Folha de S. Paulo


Eu estava errada

Logo depois que Gabriel Medina conquistou o primeiro título para o Brasil na WSL (World Surf League), no final de 2014, escrevi aqui que gostaria de dividir o mesmo otimismo com o atleta, que dizia esperar que, a partir daquele feito, o surfe tivesse mais destaque no Brasil.

Macaca velha e acostumada a ver talentos individuais se destacarem, promoverem um esporte e depois caírem no ostracismo, achei ingênuo que Medina acreditasse nisso. Gente jovem e sonhadora.

Acompanhei o boom do esporte por aqui na metade dos anos 1980, quando a Hang Loose, marca de roupas e equipamentos esportivos, colocou a praia da Joaquina, em Floripa, no mapa dos campeonatos mundiais.

Vi nomes bacanas surgirem como Picuruta Salazar, Rico de Souza, Teco Padaratz, Victor Ribas, Neco Padaratz, Fabio Gouveia, Peterson Rosa.
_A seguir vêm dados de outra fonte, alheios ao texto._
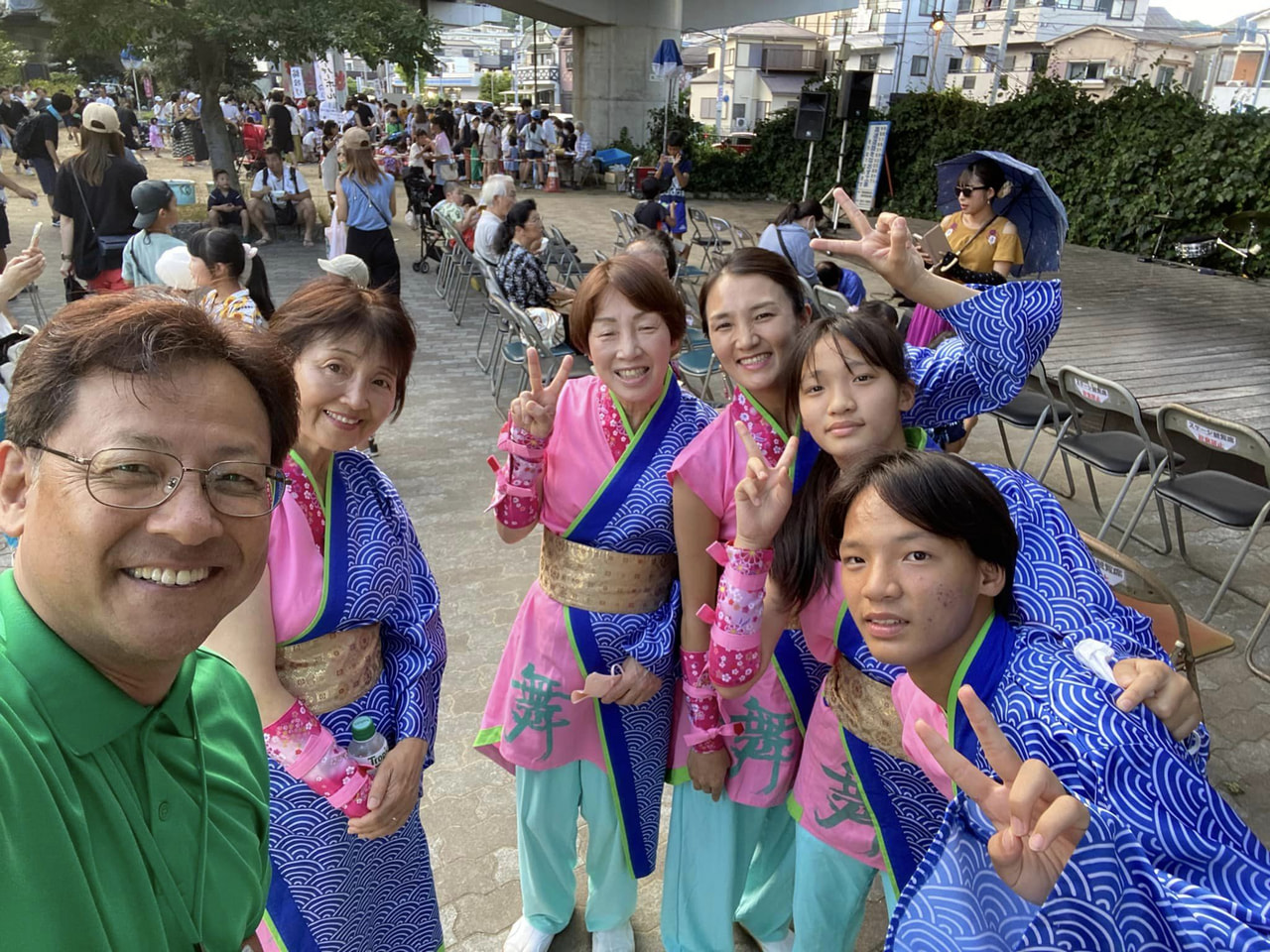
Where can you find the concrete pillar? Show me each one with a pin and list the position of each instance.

Mas eram todos nomes conhecidos de gente que gosta do esporte ou da badalação na areia em torno do esporte –mais o meu caso.

O Brasil demorou 30 anos para chegar à elite do surfe e eu achei que eram desses acasos. Pensei que Medina seria nosso Gustavo Kuerten da vez. Guga é um dos atletas brasileiros mais brilhantes, mas não trouxe outros tenistas em seu rastro. Até hoje ele permanece nosso único grande ídolo nas quadras de tênis.

Achei que aconteceria o mesmo com Gabriel Medina. Estava errada. Que bom estar errada.

Pelo segundo ano consecutivo, a WSL tem um campeão brasileiro e não é Medina. Adriano de Souza, o Mineirinho, conquistou o título, vencendo a etapa mais importante do circuito, o Billabong Pipe Masters, no Havaí.

Esses caras não estão para brincadeira. A decisão foi justamente contra o então campeão do mundo de 2014. A primeira final brasileira na meca do surfe mundial. Aquele tipo de coisa que a molecada deve sonhar desde que ganha uma prancha de isopor.

Medina fez uma campanha fantástica e termina o campeonato em terceiro lugar. Ainda temos Filipe Toledo em quarto e Ítalo Ferreira, em sétimo. Não acabou. Caio Ibelli foi campeão da WQS, a divisão de acesso ao circuito mundial, que ainda tem outros quatro brasileiros entre os dez melhores.

Ter mais de um atleta na elite de um esporte individual não é acaso, bênção, sorte. É a prova de que a modalidade, enfim, amadureceu e que o talento de cada um contribui para que as campanhas sejam tão robustas, vencedoras e inspiradoras. E então o país é reconhecido por isso.

Claro que é um exagero afirmar que o Brasil é agora o país do surfe, como ouvi e li em vários lugares desde ontem. O Brasil é e vai continuar sendo o país do futebol por muito tempo, mesmo que, por ora, esteja desacreditado, afundado em corrupção e má gestão.

Lembro de Guga contar que, no auge da carreira, ele chegava ao interior do país com sua raquete dentro do estojo e muita gente perguntava em qual banda ele tocava. Muita gente nunca tinha visto uma raquete, nem sabia quem era Guga, mesmo no auge de sua carreira.

O surfe brasileiro desabrochou, enfim, mas Medina, Mineirinho e tantos outros vão continuar desconhecidos de uma parte do público. Gente que vai passar a vida sem colocar os pés numa praia, mas sabe desde cedo como é uma bola de futebol.

Bem, posso estar errada em relação a isso também. Tomara.